DPR Akan Usulkan Kenaikan Dana Riset Menjadi 2,5 Persen
Oleh
FRANSISKUS PATI HERIN
·3 menit baca
AMBON, KOMPAS — Anggota Komisi VII DPR akan mengusulkan kenaikan dana riset dari saat ini sebesar 0,01 persen menjadi 2,5 persen dari APBN. Usulan itu akan dimasukkan dalam Rancangan Undang-Undang Sistem Nasional Ilmu Pengetahuan dan Teknologi.
Hal itu mengemuka dalam rapat kerja Komisi VII DPR dengan sejumlah pemangku kepentingan di Ambon, Maluku, pada hari Kamis (19/10). Rapat dihadiri sejumlah anggota Komisi VII DPR, akademisi, peneliti pada Pusat Penelitian Laut Dalam Ambon, perwakilan pemerintah daerah, serta Kementerian Riset, Teknologi, dan Pendidikan Tinggi.
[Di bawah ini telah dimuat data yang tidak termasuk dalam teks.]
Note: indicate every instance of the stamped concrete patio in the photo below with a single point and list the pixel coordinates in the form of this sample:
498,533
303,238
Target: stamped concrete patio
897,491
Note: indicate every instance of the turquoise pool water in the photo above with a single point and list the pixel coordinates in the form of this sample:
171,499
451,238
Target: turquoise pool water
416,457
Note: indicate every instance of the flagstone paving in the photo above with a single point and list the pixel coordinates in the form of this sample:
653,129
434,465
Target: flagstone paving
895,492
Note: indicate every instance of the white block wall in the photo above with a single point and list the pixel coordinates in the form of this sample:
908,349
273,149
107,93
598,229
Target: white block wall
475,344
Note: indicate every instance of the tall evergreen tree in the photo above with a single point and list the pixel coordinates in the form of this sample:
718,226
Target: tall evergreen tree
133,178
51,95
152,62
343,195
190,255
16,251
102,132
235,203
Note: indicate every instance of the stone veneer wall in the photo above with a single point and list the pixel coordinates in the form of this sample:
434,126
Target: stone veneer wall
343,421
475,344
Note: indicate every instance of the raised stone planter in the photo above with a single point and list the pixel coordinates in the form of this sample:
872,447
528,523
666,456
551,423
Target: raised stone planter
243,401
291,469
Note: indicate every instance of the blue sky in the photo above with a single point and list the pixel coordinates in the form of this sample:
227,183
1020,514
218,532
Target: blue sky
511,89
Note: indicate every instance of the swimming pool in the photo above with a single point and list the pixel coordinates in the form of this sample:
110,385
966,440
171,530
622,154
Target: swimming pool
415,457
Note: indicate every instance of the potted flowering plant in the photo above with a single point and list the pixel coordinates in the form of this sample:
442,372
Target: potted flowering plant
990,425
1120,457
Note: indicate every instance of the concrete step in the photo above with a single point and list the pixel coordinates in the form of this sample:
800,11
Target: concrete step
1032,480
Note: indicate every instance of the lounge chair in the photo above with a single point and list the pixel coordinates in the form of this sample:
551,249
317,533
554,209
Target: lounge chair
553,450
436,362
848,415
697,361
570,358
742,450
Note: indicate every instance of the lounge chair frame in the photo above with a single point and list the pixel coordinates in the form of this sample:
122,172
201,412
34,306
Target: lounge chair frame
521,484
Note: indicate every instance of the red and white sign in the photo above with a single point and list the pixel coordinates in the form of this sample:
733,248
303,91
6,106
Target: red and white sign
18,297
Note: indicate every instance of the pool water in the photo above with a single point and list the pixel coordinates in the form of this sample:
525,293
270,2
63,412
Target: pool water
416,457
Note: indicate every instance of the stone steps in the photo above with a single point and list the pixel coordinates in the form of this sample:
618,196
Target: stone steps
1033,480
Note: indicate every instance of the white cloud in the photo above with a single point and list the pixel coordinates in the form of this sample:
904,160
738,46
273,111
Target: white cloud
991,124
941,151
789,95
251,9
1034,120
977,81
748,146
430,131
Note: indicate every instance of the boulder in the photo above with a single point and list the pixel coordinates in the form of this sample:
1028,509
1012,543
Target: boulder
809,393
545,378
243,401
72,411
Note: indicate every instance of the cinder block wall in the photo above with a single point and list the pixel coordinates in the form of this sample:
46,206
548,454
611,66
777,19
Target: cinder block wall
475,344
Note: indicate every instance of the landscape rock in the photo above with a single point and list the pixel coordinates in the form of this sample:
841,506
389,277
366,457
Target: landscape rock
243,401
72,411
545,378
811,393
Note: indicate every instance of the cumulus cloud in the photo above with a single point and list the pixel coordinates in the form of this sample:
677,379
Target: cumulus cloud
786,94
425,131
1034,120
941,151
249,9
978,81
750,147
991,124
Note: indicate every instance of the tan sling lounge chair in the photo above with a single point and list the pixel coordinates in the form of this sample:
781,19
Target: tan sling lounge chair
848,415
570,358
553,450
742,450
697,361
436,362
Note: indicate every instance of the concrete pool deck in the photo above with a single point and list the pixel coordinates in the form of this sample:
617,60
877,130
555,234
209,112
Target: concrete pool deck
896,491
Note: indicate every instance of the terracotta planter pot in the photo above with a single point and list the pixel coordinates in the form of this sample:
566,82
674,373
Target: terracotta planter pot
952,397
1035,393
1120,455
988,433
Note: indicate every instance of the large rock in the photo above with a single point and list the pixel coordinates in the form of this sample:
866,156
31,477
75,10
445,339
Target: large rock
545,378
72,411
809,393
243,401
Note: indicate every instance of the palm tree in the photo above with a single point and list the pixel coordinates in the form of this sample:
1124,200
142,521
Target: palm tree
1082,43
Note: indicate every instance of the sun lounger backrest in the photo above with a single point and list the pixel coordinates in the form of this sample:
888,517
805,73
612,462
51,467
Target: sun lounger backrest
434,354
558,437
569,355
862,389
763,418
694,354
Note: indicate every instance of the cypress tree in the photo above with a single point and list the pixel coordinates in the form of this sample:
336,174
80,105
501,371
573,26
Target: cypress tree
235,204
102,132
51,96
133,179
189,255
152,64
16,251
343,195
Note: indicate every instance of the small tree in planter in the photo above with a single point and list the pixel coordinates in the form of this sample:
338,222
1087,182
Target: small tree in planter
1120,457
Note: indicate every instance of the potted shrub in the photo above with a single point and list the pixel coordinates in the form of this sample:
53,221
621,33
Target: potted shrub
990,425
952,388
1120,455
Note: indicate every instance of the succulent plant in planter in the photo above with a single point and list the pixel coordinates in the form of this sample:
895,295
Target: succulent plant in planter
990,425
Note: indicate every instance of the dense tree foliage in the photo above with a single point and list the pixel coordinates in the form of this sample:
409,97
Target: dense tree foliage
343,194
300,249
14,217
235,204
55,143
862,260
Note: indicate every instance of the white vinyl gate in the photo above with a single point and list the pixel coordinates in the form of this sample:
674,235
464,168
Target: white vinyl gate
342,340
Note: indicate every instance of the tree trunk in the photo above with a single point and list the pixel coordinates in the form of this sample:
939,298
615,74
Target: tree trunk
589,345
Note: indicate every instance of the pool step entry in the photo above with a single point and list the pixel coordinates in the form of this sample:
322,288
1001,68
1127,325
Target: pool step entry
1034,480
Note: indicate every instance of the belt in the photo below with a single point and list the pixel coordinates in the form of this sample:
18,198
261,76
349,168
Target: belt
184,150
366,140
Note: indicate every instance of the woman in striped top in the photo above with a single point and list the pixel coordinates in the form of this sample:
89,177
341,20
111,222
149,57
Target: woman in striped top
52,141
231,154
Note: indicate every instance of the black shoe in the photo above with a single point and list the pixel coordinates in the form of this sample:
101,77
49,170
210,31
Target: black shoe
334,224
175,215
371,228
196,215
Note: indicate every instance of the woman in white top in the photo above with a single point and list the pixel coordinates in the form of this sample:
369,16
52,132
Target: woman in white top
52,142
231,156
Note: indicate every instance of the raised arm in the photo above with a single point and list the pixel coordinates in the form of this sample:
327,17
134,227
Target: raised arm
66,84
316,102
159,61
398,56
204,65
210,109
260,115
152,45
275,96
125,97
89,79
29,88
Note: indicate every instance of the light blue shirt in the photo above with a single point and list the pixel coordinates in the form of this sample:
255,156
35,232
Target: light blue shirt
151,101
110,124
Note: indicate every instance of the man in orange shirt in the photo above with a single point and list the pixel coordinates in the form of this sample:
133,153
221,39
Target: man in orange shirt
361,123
Pimpinan rombongan Komisi VII, Marlinda Irwanti, mengatakan, besaran persentase itu akan disebutkan di dalam satu pasal RUU tersebut yang secara spesifik disebutkan sebagai anggaran riset. Hal itu akan menjadi dasar dalam pengalokasian anggaran.
Ia menilai, selama ini, sektor riset dikesampingkan setelah dileburkan dengan pendidikan tinggi menjadi satu kementerian. ”Karena bergabung antara Kementerian Ristek dan Dikti (pendidikan tinggi), riset ini agak terpinggirkan karena mereka lebih bicara tentang dikti,” kata Marlinda.
Jika memungkinkan, dapat dibentuk lembaga baru untuk menangani anggaran riset tersebut agar lebih fokus. Anggaran riset yang kini hanya 0,01 persen dari APBN itu dinilai terlalu sedikit dibandingkan dengan tingginya kebutuhan. Banyak potensi yang harusnya dapat digali lewat penelitian.
RUU Sistem Nasional Ilmu Pengetahuan dan Teknologi merupakan usulan dari Kementerian Ristek dan Dikti. RUU itu bertujuan untuk merevisi Undang-Undang Nomor 18 Tahun 2002 tetang Sistem Nasional Penelitian, Pengembangan, dan Penerapan Ilmu Pengetahuan dan Teknologi.
Deputi Bidang Ilmu Pengetahuan Kebumian Lembaga Ilmu Pengetahuan Indonesia Zainal Arifin mengatakan, minimnya dana riset mengharuskan para peneliti bekerja sama, baik dalam negeri maupun luar negeri. Sebagai contoh, bulan depan, Kepala Pusat Penelitian Laut Dalam Ambon Augy Syahailatua akan berangkat ke China.
Bersama beberapa peneliti dari sejumlah negara di Asia, Augy akan meneliti arus migrasi ikan tuna dari Samudra Pasifik ke sejumlah perairan di Asia Timur dan Asia Tenggara, termasuk Indonesia. Penelitian semacam itu membutuhkan biaya besar sehingga tidak bisa dikerjakan sendiri oleh peneliti di Indonesia.
Augy menambahkan, banyak misteri di perairan Maluku dan kawasan timur Indonesia yang masih harus diungkap. Dalam satu tahun, anggaran yang diperoleh hanya Rp 18 miliar dari idealnya sekitar 30 miliar. Fasilitas yang tersedia juga minim. Satu kapal penelitian di Pusat Penelitian Laut Dalam Ambon kini tidak bisa digunakan lagi untuk penelitian. Kapal tersebut sudah berusia 20 tahun.
Sementara itu, Dominggus Malle dari Dewan Riset Daerah Maluku berpendapat, riset di Indonesia sangat ketinggalan. Rasio peneliti dengan jumlah penduduk di Indonesia ada 89 per 1 juta penduduk. ”Akibatnya, daya saing kita sangat rendah,” katanya.